What it is
Mold is an attempt to design real, printable parts by conversation. You describe what you want, the system proposes a model, renders it so you can see it, and then you refine it in a talk → design → visualize → iterate loop — the modeling happens through dialogue rather than a traditional CAD interface.
A Next.js front end carries the conversation and the live preview; a FastAPI "brain" turns intent into geometry. The goal is a next version of a real object — a watch mount — that the studio designs better than the hand-built one.
Why I built it
Parametric CAD is powerful and miserable to learn. For the small functional parts I actually print, the bottleneck isn't precision — it's the translation from "I want a holder shaped like this" into the modeling tree. A conversational layer that handles that translation seemed worth trying.
What I learned
- The conversation is the product, not the geometry kernel. Making the talk → design → visualize loop feel good matters more than any single modeling feature.
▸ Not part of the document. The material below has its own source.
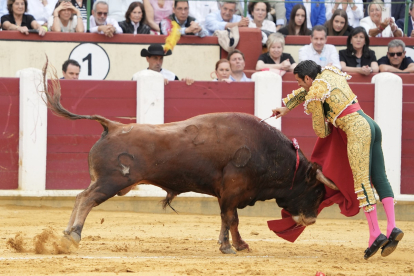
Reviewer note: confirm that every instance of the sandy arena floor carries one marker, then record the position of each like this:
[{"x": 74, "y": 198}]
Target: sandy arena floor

- Reference quality gates everything. The studio can only design as well as the reference it's given; thin or ambiguous reference photos cap how good the output can be.
Status & next steps
Mold v0.2 runs as a me-only studio on the homelab — there's no public demo. The CAD work is currently paused: the conversational loop and rendering are in place, but designing a part that genuinely beats the hand-built version needs better reference photos and a tighter print-feedback loop. It picks back up once the reference capture is solid.